Paper: Pyramid Self-Attention for Semantic Segmentation
by Jiyang Qi1, Xinggang Wang1,2 *, Yao Hu3, Xu Tang3, Wenyu Liu1
1 School of EIC, HUST, 2 Hubei Key Laboratory of Smart Internet Technology, 3 Alibaba Group
(*) Corresponding Author
Self-attention is vital in computer vision since it is the building block of Transformer and can model long-range context for visual recognition. However, computing pairwise self-attention between all pixels for dense prediction tasks (e.g., semantic segmentation) costs high computation. In this work, we propose a novel pyramid self-attention (PySA) mechanism which can collect global context information far more efficiently.

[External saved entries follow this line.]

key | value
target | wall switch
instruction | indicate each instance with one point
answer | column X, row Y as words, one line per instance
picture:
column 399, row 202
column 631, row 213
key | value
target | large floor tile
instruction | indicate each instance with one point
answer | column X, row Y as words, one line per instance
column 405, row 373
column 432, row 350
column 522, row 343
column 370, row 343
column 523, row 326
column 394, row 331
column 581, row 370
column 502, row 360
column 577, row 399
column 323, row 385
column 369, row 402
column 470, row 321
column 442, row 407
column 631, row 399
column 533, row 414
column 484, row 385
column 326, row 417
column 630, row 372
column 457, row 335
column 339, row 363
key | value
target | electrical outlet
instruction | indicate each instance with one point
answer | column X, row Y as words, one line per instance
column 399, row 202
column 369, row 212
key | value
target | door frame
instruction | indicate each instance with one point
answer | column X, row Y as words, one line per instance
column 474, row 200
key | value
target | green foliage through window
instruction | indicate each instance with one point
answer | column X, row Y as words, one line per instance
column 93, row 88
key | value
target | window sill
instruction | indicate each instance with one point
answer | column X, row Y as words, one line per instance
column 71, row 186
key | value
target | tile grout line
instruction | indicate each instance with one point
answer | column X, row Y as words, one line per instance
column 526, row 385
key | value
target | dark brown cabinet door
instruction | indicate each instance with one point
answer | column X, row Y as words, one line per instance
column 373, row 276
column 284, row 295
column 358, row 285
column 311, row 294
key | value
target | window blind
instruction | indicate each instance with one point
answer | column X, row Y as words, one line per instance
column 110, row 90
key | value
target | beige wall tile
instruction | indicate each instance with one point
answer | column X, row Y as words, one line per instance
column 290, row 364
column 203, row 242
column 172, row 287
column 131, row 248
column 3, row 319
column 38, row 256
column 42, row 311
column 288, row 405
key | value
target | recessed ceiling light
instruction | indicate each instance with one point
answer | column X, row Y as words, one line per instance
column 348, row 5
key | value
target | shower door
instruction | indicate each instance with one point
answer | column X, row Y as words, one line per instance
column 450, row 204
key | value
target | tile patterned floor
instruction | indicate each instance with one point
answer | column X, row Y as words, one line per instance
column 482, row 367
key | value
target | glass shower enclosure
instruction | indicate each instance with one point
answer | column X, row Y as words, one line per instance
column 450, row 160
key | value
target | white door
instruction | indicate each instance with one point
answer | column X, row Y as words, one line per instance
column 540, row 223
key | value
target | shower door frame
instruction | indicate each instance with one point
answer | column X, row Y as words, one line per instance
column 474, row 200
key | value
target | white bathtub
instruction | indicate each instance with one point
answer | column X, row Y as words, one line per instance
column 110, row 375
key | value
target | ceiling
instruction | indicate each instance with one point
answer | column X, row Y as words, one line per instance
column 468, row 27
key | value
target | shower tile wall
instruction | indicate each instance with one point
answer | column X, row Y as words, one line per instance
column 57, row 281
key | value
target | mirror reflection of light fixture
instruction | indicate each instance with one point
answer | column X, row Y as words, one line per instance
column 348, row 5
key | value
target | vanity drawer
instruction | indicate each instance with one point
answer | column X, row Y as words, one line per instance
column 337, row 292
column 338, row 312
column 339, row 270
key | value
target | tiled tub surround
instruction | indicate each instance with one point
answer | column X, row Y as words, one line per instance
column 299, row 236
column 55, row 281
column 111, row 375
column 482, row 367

Concretely, the basic module of PySA first divides the whole image into R x R regions, and then further divides every region into G x G grids. One feature is extracted for each grid and then self-attention is applied to the grid features within the same region. PySA keeps increasing R (e.g., from 1 to 8) to harvest more local context information and propagate global context to local regions in a parallel/series manner. Since G can be kept as a small value, the computation complexity is low.
By keeping increasing R (e.g., from 1 to 8), models can harvest more local context information and propagate global context to local regions in a parallel/series manner.